MetaRibo-Seq of diverse fecal samples displays expected Ribo-Seq signal characteristics
A standard test of Ribo-Seq signal validity is whether signal is locally enriched within coding regions and especially enriched for start and stop regions. As expected, we observed strong MetaRibo-Seq signal corresponding to predicted open reading frames (ORFs) with pronounced signal drop off outside of the start and stop codons for Samples A through D (Fig. 4a–d). Start and stop codons had the strongest signal (Fig. 4a–d). This signal distribution was not observed in RNA-Seq (Supplementary Fig. 5). We required perfect, unique matches of these ribosome footprints to de novo references to ensure proper mapping (see “Methods”, Supplementary Data 3). Surprisingly, MetaRibo-Seq also displayed some weak signs of overall codon resolution (Supplementary Fig. 6), although this does appear to vary by taxon (Supplementary Fig. 7). Based purely on raw signal, these findings collectively suggest that MetaRibo-Seq is capturing ribosome-bound footprints, as expected.
MetaRibo-Seq identifies gene-wide differences in translation efficiencies and regulation
MetaRibo-Seq and metatranscriptomics can be used together to identify genes that are translated at significantly different levels than transcribed in fecal microbiomes.
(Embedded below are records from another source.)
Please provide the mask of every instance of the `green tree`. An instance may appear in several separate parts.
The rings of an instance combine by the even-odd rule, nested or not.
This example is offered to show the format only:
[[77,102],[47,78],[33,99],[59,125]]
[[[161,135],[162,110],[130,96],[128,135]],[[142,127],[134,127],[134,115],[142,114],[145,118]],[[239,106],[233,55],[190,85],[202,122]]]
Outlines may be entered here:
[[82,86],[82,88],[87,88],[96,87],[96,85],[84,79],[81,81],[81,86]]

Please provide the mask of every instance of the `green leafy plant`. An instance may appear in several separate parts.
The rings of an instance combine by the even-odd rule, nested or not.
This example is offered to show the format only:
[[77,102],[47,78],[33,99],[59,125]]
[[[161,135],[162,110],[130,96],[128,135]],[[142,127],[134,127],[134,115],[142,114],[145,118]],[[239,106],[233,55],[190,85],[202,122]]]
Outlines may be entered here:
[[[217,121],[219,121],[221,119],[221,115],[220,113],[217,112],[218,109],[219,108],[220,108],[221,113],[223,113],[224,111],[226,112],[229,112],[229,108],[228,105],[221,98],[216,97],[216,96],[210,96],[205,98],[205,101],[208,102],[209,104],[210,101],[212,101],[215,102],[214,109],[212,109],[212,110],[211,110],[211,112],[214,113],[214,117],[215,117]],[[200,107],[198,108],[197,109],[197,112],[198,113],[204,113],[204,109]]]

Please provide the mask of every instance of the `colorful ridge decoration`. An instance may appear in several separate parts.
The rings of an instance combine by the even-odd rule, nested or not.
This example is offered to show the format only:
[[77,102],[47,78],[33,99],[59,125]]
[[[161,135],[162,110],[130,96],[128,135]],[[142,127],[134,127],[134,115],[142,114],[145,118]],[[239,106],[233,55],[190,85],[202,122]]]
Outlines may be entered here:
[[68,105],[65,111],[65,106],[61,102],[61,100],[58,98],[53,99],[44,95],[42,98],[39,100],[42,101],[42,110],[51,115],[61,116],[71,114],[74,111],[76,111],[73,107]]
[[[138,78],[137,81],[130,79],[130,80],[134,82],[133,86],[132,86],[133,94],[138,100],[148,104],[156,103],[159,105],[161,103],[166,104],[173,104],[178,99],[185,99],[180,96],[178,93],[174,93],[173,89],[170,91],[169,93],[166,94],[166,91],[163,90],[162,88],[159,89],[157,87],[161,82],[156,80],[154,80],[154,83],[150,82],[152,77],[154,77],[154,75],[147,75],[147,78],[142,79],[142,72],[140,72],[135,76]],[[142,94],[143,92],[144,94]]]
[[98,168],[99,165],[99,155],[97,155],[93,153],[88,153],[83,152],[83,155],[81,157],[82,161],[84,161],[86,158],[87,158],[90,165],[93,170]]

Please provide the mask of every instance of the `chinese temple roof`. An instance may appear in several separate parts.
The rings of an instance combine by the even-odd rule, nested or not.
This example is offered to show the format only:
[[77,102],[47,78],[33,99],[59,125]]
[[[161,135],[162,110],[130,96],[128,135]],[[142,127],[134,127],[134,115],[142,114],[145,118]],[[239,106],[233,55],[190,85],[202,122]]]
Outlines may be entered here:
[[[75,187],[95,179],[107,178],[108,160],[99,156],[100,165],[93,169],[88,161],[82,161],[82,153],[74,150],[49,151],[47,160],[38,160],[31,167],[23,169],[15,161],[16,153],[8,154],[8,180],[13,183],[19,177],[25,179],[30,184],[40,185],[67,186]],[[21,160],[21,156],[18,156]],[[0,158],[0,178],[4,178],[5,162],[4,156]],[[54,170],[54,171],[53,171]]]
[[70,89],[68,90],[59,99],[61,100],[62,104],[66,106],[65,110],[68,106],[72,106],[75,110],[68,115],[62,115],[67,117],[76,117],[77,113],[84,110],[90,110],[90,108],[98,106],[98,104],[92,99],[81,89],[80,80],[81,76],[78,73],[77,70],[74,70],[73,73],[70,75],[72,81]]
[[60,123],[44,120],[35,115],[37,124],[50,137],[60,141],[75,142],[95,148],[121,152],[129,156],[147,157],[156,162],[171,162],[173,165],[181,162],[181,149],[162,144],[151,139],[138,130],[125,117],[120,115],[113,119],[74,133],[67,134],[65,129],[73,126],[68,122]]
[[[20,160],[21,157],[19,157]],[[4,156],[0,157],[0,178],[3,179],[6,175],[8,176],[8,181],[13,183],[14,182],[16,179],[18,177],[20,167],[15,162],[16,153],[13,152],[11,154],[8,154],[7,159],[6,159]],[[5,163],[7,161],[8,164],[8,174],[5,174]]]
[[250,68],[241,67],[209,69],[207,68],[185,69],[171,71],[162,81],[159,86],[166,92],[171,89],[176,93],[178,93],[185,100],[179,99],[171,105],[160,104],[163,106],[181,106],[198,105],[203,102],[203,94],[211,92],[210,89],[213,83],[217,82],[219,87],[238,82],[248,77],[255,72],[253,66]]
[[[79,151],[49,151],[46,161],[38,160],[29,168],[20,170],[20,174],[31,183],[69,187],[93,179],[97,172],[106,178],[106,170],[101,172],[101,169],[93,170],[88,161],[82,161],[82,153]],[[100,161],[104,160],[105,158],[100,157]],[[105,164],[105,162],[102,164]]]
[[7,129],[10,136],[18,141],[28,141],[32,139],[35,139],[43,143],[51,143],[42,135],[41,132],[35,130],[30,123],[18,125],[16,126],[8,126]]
From the 866,832 genes encoded by the four metagenomes (samples A−D) analyzed, 42,267 (4.9 %) genes displayed transcriptional data that was significantly different than MetaRibo-Seq data (see “Methods”, Supplementary Data 4, Supplementary Fig. 8). We clustered the 42,267 genes based on 70% amino acid similarity to create 32,277 clusters of homologs (see “Methods”, Supplementary Fig. 8, Supplementary Data 4). There were 607 clusters that contained at least five homologs (Supplementary Fig. 8). Notably, 96 of these 607 gene clusters (15.8%) were ribosomal proteins23, which are known to be regulated translationally by feedback mechanisms.
MetaRibo-Seq can also be used to measure translational regulation over time in the fecal microbiome. We performed RNA-sequencing on small mRNA fragments and MetaRibo-Seq on a second fecal sample (sample E2) collected 6 days after the initial collection of sample E from the same patient. In comparing gene expression in the E. coli strain between these two time points, 1,018 genes were significantly differentially transcribed, and 628 genes were significantly differentially translated (Supplementary Data 5, Supplementary Fig. 9). We found that 455 genes are regulated at a translational level, controlling for transcriptional changes (Supplementary Data 5, Supplementary Fig. 9).
MetaRibo-Seq identifies thousands of small genes that are actively translated
As small proteins are difficult to detect in metaproteomic experiments, one of our motivations in developing MetaRibo-Seq was to enable the detection of actively synthesized small proteins directly in fecal samples. Previous comparative genomic analyses on human associated metagenomes proposed 4,539 high confidence small gene families from a larger set of ~444,000 potential small gene families4. We first asked which of these 4,539 families (hereafter referred to as “4k families”) could be supported by the MetaRibo-Seq data. We identified homologs of 1,337 of the 4539 families in the fecal metagenome samples A−E. Using an RPKM (reads per kilobase, per million) threshold of 10, we found that 623 of these 1,337 homologs (~47%) were synthesized into proteins (Fig. 5a, Supplementary Data 6).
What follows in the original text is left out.